That was the first frame to come to mind when the news bulletin flashed the morning of September 11. Sara Harris, a production assistant at Marketplace, telephoned me shortly before 6 a.m. PST to tell me a plane had just struck the World Trade Center.

The frame of reference, of course, would radically shift almost immediately, amid the shock we often focus at the human level. A broadcaster since my early adolescence, I wondered about the safety of the transmitter operators running the antenna atop the World Trade Center’s north tower. There’s a plaque now at the public television station in New York honoring WNET engineer Rod Coppola who died in the trade center that day.

Within minutes, the Marketplace team was deployed feeding our morning programs. The New York bureau chief at the time, Bob Moon, narrated his eyewitness account of the second tower coming down. Amid the chaos of another city under attack, our Washington bureau chief, John Dimsdale, set to work to determine how policymakers were trying to safeguard the financial system. The commentary editor began tracking down New York-based financial historian John Steele Gordon to ask him to consider an essay for the evening’s broadcast.
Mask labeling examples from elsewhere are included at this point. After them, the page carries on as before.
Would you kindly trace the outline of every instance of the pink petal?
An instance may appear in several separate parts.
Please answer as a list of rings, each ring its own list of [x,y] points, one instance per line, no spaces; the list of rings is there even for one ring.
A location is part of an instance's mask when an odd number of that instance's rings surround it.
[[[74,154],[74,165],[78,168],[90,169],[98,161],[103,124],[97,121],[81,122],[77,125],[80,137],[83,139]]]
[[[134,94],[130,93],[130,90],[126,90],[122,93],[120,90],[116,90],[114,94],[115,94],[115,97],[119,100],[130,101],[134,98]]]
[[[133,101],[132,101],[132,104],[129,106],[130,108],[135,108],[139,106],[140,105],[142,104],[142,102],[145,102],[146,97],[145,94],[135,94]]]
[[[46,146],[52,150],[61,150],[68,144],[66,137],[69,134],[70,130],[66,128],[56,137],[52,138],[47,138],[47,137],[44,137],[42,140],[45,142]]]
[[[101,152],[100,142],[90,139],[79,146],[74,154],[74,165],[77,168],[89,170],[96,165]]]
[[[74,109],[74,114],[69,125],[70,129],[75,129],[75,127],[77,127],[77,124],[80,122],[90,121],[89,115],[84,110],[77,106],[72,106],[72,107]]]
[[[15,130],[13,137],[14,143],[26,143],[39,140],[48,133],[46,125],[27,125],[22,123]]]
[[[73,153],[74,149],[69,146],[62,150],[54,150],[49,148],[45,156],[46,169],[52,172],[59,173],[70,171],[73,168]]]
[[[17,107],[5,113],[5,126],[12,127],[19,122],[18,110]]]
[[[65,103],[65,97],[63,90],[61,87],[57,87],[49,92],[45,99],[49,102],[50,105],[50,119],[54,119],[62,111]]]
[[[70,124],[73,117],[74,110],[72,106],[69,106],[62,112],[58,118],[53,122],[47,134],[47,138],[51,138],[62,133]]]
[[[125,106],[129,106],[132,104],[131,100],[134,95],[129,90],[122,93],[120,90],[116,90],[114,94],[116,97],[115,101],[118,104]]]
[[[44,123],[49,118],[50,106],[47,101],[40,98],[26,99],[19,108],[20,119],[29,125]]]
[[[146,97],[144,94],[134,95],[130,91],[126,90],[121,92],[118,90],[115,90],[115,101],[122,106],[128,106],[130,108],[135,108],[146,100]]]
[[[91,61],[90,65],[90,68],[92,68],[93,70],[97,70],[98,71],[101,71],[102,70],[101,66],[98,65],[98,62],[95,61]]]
Beyond the interviews I conducted that day, it was also my task to draft what we call the “Show Open” for the broadcast, words that would frame our coverage of that historic day.

I remember toying with a line I recalled “The New York Times” columnist Tom Friedman delivering to an audience in Indiana. It was about people who want to hurt us around the world becoming especially dangerous through communication and computer technology. “Super-empowered, angry men,” had been Friedman’s warning.

I also remembered a conversation I once had with political scientist Benjamin Barber about his view of “McWorld vs. Jihad,” a society driven by globalization and commerce coming into conflict with fundamentalism of all kinds.

Some people are surprised to hear I studied history as an undergrad. The implication: I would have been better served by business degree, given my professional beat. But quite often in the news business, history provides a very useful frame.

The Show Open I drafted for Marketplace that evening tried to encapsulate the story and capture a sense of the challenge ahead.

At 2 p.m. PST, 5 p.m. EST, a colleague pointed on the other side of the studio glass and I said: “Lethal acts of terrorism destroy New York’s World Trade Center, damage the Pentagon in Washington, and close much of American for business today. Gone are assumptions about personal, national, and economic security.”